Vinayak Mishra, general counsel at Lightspeed India contrasts India with the UK, US, Singapore, where in‑house communications attract privilege akin to external counsel. “The Indian position diverges from that expectation,” he said. “While laws should enable robust investigation by regulators and tax authorities so no one benefits from privilege being used to conceal wrongdoing, the current framework is onerous and may be counter productive.”

Governance risks and demand for reform

The Supreme Court’s reasoning in its October judgment that in‑house counsel are “beholden to their employer” means internal deliberations become discoverable, diluting the authority of in‑house counsel. India’s Income‑tax Bill, 2025, effective April 1, 2026, permits the income‑tax authorities, during search and survey operations, to access email servers, cloud‑based storage and social‑media accounts as part of a broader ‘virtual digital space’ under Section 247 of the new Act. This combination of a narrow privilege rule and broad digital‑access powers raises governance‑risk concerns.

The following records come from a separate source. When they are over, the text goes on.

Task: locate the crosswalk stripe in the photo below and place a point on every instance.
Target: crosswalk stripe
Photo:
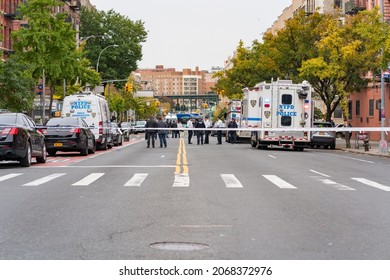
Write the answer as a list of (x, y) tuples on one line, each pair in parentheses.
[(89, 179), (335, 185), (9, 176), (372, 184), (136, 180), (45, 179), (279, 182), (231, 181), (181, 181)]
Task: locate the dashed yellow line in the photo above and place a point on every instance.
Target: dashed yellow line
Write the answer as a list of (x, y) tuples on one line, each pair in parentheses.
[(181, 159)]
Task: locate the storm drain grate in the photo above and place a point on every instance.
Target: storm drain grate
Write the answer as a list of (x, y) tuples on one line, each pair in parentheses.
[(179, 246)]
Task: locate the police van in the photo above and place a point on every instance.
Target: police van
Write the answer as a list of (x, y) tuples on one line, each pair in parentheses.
[(234, 111), (93, 108), (281, 111)]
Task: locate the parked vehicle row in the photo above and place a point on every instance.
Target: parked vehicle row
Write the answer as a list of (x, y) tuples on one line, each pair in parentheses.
[(69, 134), (21, 140)]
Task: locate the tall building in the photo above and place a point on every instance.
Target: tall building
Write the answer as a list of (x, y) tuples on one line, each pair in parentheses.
[(327, 6), (9, 23), (190, 88)]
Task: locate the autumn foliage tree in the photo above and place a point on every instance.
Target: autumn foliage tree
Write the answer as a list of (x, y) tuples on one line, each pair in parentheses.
[(333, 54)]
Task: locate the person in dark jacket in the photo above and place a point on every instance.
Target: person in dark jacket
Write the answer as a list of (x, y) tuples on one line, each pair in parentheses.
[(162, 133), (150, 132), (200, 133), (233, 133), (175, 132)]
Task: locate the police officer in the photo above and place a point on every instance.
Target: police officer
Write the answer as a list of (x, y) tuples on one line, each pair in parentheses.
[(150, 133)]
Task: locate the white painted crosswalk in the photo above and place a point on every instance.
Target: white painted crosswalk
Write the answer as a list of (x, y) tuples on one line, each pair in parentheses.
[(86, 181), (227, 181), (279, 182), (136, 180), (45, 179)]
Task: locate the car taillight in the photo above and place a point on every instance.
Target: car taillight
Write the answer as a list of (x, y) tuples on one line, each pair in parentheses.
[(75, 130), (10, 131), (100, 127)]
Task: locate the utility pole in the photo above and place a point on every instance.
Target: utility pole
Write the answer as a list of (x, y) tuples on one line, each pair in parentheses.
[(383, 142), (43, 97)]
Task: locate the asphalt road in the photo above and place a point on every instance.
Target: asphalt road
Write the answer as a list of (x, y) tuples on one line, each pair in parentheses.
[(197, 202)]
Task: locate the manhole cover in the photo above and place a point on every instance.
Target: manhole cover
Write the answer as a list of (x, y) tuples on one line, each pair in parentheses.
[(179, 246)]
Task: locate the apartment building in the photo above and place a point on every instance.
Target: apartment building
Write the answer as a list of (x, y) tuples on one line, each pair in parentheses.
[(364, 106), (9, 23), (187, 87)]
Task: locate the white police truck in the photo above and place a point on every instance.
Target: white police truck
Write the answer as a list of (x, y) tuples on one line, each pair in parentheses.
[(277, 114), (93, 108)]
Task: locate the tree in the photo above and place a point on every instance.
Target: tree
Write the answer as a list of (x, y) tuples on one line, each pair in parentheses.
[(117, 30), (49, 45), (17, 87), (250, 66), (346, 53)]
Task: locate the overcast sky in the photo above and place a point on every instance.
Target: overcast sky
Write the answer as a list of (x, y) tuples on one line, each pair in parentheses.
[(204, 33)]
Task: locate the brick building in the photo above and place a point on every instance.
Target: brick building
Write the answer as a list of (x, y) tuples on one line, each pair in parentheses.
[(9, 23), (190, 88)]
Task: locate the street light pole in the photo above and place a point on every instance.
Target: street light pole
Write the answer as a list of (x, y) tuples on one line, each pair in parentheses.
[(383, 142), (100, 54)]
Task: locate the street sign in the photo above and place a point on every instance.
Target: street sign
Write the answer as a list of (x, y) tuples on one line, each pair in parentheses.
[(40, 89)]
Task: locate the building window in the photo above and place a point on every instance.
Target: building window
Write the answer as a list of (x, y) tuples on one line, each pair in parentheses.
[(371, 108), (357, 107), (349, 109)]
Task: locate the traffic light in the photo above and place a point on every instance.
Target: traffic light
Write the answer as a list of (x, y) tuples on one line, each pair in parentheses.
[(129, 87)]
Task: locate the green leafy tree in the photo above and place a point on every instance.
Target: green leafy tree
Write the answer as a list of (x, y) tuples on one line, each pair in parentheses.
[(111, 28), (49, 45), (16, 86), (250, 66), (345, 54)]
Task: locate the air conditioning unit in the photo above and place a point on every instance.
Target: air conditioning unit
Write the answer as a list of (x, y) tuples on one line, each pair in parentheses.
[(76, 5)]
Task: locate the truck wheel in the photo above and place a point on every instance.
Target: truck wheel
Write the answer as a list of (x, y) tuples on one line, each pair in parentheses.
[(43, 157), (253, 143), (26, 161), (84, 151)]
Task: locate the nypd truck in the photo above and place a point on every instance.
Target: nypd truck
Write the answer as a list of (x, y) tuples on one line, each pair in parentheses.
[(93, 108), (234, 111), (277, 114)]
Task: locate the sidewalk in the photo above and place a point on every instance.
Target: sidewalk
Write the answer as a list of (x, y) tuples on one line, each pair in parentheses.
[(373, 149)]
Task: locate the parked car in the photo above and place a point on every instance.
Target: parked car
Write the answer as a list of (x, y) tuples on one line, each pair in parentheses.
[(20, 139), (69, 134), (139, 126), (117, 138), (323, 138), (340, 134)]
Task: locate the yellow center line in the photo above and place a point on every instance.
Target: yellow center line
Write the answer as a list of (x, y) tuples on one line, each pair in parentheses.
[(181, 154)]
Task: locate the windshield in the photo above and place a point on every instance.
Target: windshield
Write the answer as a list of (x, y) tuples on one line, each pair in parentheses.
[(8, 119), (62, 121), (322, 125)]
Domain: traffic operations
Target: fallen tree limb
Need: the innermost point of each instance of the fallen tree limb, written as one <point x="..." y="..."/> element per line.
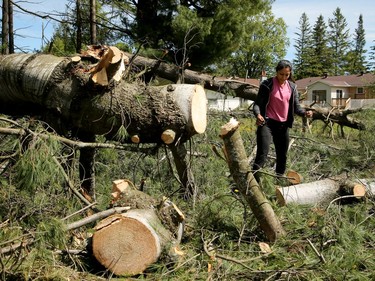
<point x="171" y="72"/>
<point x="247" y="185"/>
<point x="323" y="191"/>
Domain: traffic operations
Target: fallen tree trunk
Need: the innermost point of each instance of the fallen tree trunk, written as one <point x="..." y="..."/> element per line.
<point x="247" y="185"/>
<point x="171" y="72"/>
<point x="71" y="96"/>
<point x="127" y="244"/>
<point x="323" y="191"/>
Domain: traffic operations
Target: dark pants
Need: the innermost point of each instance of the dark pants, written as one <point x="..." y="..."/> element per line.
<point x="278" y="132"/>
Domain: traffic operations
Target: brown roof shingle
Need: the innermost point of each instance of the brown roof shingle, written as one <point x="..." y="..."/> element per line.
<point x="355" y="80"/>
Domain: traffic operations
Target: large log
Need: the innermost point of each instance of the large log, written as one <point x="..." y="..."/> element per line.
<point x="171" y="72"/>
<point x="70" y="95"/>
<point x="247" y="185"/>
<point x="127" y="243"/>
<point x="323" y="191"/>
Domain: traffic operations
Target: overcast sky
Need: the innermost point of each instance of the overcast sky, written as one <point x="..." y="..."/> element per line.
<point x="29" y="28"/>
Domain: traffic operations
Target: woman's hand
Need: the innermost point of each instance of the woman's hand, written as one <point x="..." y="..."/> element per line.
<point x="260" y="120"/>
<point x="309" y="113"/>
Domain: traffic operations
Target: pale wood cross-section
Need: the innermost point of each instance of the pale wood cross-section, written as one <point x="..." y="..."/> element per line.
<point x="321" y="192"/>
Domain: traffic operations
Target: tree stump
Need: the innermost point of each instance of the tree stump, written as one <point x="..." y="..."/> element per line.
<point x="127" y="243"/>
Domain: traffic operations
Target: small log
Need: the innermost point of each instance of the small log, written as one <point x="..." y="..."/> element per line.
<point x="168" y="136"/>
<point x="349" y="187"/>
<point x="308" y="193"/>
<point x="294" y="177"/>
<point x="127" y="244"/>
<point x="318" y="192"/>
<point x="239" y="167"/>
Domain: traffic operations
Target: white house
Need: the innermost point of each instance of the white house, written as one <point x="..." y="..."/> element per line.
<point x="343" y="91"/>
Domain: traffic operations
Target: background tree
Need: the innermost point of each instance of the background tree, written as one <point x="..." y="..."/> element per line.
<point x="371" y="58"/>
<point x="264" y="44"/>
<point x="75" y="29"/>
<point x="5" y="28"/>
<point x="357" y="56"/>
<point x="338" y="39"/>
<point x="321" y="58"/>
<point x="303" y="66"/>
<point x="93" y="39"/>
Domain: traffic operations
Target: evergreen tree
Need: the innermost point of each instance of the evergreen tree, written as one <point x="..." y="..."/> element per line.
<point x="371" y="62"/>
<point x="260" y="50"/>
<point x="339" y="42"/>
<point x="321" y="56"/>
<point x="303" y="63"/>
<point x="357" y="56"/>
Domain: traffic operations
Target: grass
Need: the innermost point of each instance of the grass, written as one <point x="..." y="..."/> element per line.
<point x="222" y="239"/>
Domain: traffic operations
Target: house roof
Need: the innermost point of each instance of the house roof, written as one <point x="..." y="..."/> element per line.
<point x="355" y="80"/>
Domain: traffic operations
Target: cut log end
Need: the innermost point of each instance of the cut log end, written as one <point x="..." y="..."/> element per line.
<point x="126" y="247"/>
<point x="199" y="110"/>
<point x="168" y="136"/>
<point x="229" y="127"/>
<point x="280" y="197"/>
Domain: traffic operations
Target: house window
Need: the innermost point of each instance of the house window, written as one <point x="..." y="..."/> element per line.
<point x="339" y="94"/>
<point x="319" y="96"/>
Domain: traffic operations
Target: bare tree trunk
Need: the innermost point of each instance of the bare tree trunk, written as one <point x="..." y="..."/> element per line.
<point x="5" y="28"/>
<point x="11" y="29"/>
<point x="239" y="167"/>
<point x="93" y="38"/>
<point x="184" y="171"/>
<point x="58" y="91"/>
<point x="87" y="166"/>
<point x="79" y="26"/>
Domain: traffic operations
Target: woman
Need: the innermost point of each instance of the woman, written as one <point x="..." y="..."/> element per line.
<point x="274" y="108"/>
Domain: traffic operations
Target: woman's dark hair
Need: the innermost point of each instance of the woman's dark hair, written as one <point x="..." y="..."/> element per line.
<point x="285" y="64"/>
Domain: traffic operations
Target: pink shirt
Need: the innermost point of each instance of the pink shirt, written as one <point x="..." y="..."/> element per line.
<point x="278" y="105"/>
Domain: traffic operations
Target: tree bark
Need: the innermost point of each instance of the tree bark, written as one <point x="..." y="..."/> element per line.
<point x="239" y="167"/>
<point x="5" y="28"/>
<point x="128" y="243"/>
<point x="172" y="72"/>
<point x="62" y="92"/>
<point x="93" y="22"/>
<point x="180" y="156"/>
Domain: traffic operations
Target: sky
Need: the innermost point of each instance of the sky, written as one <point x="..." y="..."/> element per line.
<point x="292" y="10"/>
<point x="29" y="28"/>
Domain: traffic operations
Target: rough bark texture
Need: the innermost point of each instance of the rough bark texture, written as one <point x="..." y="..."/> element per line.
<point x="172" y="72"/>
<point x="127" y="244"/>
<point x="61" y="92"/>
<point x="239" y="167"/>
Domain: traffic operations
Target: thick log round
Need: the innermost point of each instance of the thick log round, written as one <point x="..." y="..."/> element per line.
<point x="127" y="244"/>
<point x="318" y="192"/>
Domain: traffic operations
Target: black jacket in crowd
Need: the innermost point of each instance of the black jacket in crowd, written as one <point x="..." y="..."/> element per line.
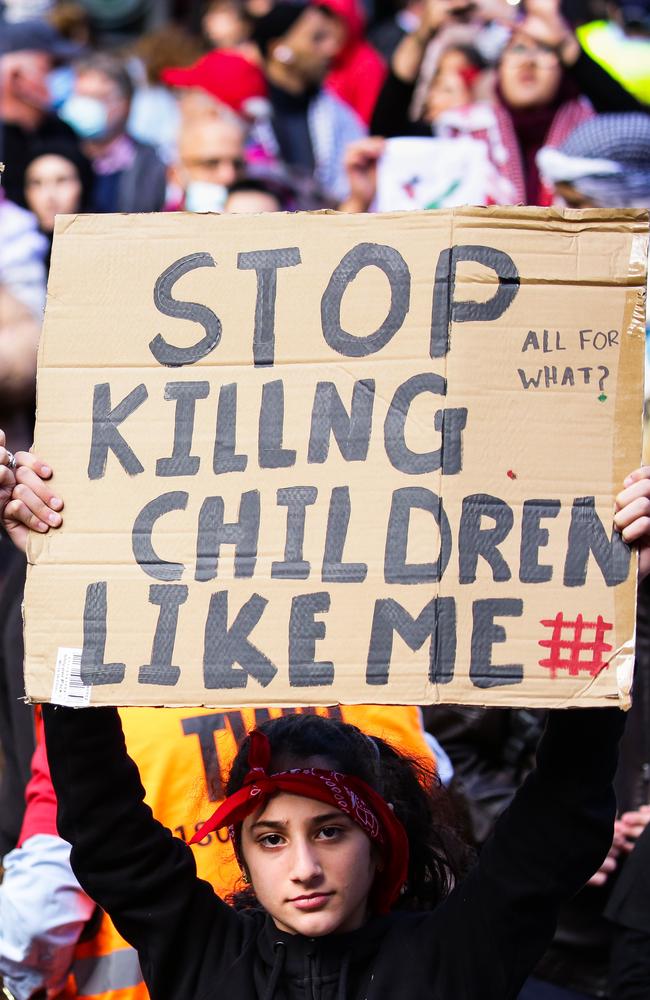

Legal experts suggest that any email‑dump style sweeps in cross‑border tax probes should be pre‑filtered through independent‑privilege‑review mechanisms, privilege logs and keyword‑based screening, so that genuinely protected legal‑communications are not lumped into the investigative pool.

“To preserve India’s attractiveness as a commercial and legal hub, industry groups should seek statutory guidance that clearly protects professional legal advice whether from external or in-house counsel during multinational investigations, enforces proportionality in digital searches, and mandates uniform, predictable treatment of privileged communications. Without such protections, regulatory asymmetry arises, undermining ease of doing business, creating uncertainty for multinational enterprises, and weakening India’s position as a stable, predictable jurisdiction in cross-border tax enforcement,” said Ashok Kumar P, Chief Legal Officer at Ultratech.

Given that over INR 15.7 lakh crore is currently stuck in tax disputes and GAAR‑style reopening powers are being deployed more frequently, if this judgment narrows the ambit of legal privilege any further, foreign‑owned entities and MNCs may have a strong incentive to route sensitive matters to external counsel or structure communications in a way that minimises liability when internal‑legal communications surface in probes.

“If a company’s internal legal team cannot advise candidly on compliance and risk without that advice potentially being open to be produced in evidence in a probe, the quality of corporate governance itself is undermined,” said Mishra. “The public interest in empowering regulators and investigators and the public interest in well-governed corporations are not in conflict; they are complementary, and the privilege framework should reflect that.”